What Is Fiat Currency?
First, let’s take a closer look at what fiat currency is. The word fiat means “let it be done.” Fiat money is traditional money. This is a currency that is backed by a federal government and has been declared legal tender. For example, the fiat currency of the United States is the dollar.
Because this currency is backed by the government, it has value and can be used as a medium of exchange for goods and services. In addition, fiat currency can be a digital currency as well. For example, you don’t have to buy everything using cash. You can use digital exchanges as well. This includes wire transfers and bank credit cards. Of course, you can also pay your taxes with fiat currency. Fiat currency is a centralized currency because it is monitored and regulated by the federal government.
What Is Cryptocurrency?
In contrast, cryptocurrency is not legal tender. It is not backed by any government or bank. Because cryptocurrency is global and decentralized, it is a form of bank credit yet does not have a bank. In this manner, an algorithm is used to supply cryptocurrency to the public, and it cannot be used to pay taxes. On the other hand, you actually have to pay taxes on cryptocurrency and the profit you make on it.

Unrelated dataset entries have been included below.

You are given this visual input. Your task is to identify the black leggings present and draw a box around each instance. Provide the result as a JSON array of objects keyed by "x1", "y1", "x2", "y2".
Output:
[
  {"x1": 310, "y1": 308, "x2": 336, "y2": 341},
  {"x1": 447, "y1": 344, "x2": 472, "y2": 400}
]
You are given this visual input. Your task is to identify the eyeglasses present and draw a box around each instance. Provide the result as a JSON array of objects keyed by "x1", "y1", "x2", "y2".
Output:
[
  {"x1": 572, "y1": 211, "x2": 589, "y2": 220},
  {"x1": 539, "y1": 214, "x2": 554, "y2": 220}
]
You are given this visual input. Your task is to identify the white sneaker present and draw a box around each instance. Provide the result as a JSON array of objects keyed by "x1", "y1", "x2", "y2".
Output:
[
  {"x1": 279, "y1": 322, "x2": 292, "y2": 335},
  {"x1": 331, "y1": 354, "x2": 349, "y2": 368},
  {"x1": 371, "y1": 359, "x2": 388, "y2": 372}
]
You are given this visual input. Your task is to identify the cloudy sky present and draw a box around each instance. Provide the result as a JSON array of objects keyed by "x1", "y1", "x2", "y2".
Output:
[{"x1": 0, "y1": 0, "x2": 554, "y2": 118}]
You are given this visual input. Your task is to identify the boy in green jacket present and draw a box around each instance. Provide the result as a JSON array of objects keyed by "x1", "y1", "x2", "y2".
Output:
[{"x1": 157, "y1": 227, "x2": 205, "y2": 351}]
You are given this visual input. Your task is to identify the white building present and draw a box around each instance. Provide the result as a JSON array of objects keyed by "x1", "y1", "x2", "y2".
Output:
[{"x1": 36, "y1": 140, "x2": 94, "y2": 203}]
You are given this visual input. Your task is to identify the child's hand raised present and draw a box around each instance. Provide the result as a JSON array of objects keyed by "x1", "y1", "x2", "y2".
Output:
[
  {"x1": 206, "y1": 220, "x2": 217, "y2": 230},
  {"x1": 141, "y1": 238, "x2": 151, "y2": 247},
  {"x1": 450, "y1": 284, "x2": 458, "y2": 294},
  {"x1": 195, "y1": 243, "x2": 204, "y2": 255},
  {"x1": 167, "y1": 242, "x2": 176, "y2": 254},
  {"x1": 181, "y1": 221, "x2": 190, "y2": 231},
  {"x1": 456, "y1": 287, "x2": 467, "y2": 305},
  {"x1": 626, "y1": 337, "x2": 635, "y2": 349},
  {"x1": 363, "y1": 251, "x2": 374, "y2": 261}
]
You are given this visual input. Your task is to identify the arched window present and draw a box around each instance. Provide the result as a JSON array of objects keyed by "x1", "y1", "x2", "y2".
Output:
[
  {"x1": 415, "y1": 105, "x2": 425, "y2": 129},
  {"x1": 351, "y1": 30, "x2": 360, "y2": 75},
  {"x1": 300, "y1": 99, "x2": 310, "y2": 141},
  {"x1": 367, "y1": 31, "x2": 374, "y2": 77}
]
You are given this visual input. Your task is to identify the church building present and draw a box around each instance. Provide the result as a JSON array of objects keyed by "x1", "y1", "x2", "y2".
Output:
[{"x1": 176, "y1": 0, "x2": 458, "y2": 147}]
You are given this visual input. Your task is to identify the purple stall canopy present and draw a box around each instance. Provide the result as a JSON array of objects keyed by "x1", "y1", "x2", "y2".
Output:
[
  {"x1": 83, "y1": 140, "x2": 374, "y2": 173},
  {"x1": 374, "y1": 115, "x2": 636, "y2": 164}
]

How Are Fiat Currency and Cryptocurrency Similar?
Now that a few of the surface-level differences have been highlighted, it is time to take a closer look at a few of the similarities as well. Both fiat currency and cryptocurrency can be referred to as currency or money. Both fiat currency and cryptocurrency can also be used as a medium of exchange for goods and services. Of course, fiat currency is more readily accepted as a medium of exchange than cryptocurrency.
In addition, both fiat currency and cryptocurrency are subject to market forces to some extent. For example, fiat currency and cryptocurrency are governed by supply and demand. They are also used as a way to compensate someone for their work. Scarcity can also drive up the value of fiat currency and cryptocurrency.

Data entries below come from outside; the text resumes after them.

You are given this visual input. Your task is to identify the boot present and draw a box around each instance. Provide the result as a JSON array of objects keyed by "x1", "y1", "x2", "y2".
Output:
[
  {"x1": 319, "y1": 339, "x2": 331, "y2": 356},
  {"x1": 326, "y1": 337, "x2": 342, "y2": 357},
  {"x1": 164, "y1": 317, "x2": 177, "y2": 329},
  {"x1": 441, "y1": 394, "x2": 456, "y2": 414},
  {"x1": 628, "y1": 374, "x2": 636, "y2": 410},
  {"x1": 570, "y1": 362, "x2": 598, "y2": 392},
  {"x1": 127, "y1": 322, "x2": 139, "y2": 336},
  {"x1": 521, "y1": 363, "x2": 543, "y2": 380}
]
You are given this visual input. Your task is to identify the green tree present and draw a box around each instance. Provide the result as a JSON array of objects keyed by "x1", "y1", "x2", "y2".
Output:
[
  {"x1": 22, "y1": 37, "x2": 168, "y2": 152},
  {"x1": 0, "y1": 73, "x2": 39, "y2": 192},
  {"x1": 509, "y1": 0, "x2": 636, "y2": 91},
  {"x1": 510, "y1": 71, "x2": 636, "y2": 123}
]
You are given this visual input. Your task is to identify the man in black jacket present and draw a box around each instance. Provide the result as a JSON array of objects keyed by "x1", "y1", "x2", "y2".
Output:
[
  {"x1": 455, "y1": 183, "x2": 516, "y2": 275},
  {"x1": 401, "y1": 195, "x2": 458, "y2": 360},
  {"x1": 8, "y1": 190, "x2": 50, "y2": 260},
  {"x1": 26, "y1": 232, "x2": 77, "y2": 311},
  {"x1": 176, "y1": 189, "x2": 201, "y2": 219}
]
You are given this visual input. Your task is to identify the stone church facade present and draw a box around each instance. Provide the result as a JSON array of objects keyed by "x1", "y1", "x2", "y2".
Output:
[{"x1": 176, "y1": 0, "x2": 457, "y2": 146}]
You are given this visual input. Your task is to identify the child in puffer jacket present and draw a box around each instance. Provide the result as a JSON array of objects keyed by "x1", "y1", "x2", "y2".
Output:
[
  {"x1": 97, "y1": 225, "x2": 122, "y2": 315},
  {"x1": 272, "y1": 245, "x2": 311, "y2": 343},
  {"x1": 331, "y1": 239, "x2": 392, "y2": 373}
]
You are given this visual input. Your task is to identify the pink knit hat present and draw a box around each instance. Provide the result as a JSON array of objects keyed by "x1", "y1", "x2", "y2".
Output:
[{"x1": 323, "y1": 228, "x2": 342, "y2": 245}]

Essentially, cryptocurrency, gold, cash, and a bundle of wool are all ways to store value. They all have a value when they are exchanged. Some store value and some have “use value.” It is these forces that play a role in how fiat currency and cryptocurrency are used. Now, it is time to take a look at a few specific market forces.
Inflation: The Role of Fiat Currency and Cryptocurrency
For example, one of the most important differences has to do with inflation. Fiat currency is subject to inflationary forces. Inflation means that the intrinsic value of a single unit of the currency goes down, meaning that more of that currency is required to purchase a product or service. Because fiat currency is controlled by the government, it is possible to print more of it. When there are more dollars in the system, the demand for each individual dollar drops, leading to inflation.
In contrast, cryptocurrency is not subject to inflation. There is a set limit to the number of “Bitcoins” that can ever be produced. Because of this, Bitcoin and other types of cryptocurrency are not subject to the same inflationary forces. Without a central regulator, cryptocurrency could hold its value better.
It Takes Longer To Carry Out a Transaction with Cryptocurrency
On the other hand, it takes longer to carry out a single transaction using cryptocurrency. When someone makes a transaction using cash or a credit card, it usually happens instantly. The cash changes hands. The credit card is swapped. The check is written and cashed. That is one of the reasons why fiat currency has worked so well as a medium of exchange for goods and services.
On the other hand, if someone wants to carry out a transaction using cryptocurrency, the transaction has to be verified by the blockchain. This means that miners have to solve a complicated series of equations to complete a new block. Then, the block has to be accepted by the rest of the chain. As a result, it takes longer to finish the transaction. Even though this process is getting easier, it is still standing in the way of the wider adoption of cryptocurrency as a whole.
Cryptocurrency Is Harder To Track
Finally, unlike credit cards, cryptocurrency is also much harder to track. There is a unique address that people have when they complete a transaction using cryptocurrency. This makes them virtually anonymous online. In contrast, it is easier to track digital transactions. Whether this means an IP address, a credit card number, an account number, or a routing number, it is easier to track the flow of money when fiat currency is used. Even cash notes have numbers on them.
Looking at the Future of Cryptocurrency
Ultimately, those who believed that cryptocurrency was a fad were wrong. It is clear that cryptocurrency is here to stay. The only question is whether cryptocurrency is going to be used as a medium of exchange at brick and mortar locations in the future. Only time will tell. For now, cryptocurrency provides an effective way for people to diversify their investments. If you are interested in using cryptocurrency as a way to build your portfolio, you need to know what makes cryptocurrency different from traditional fiat currencies.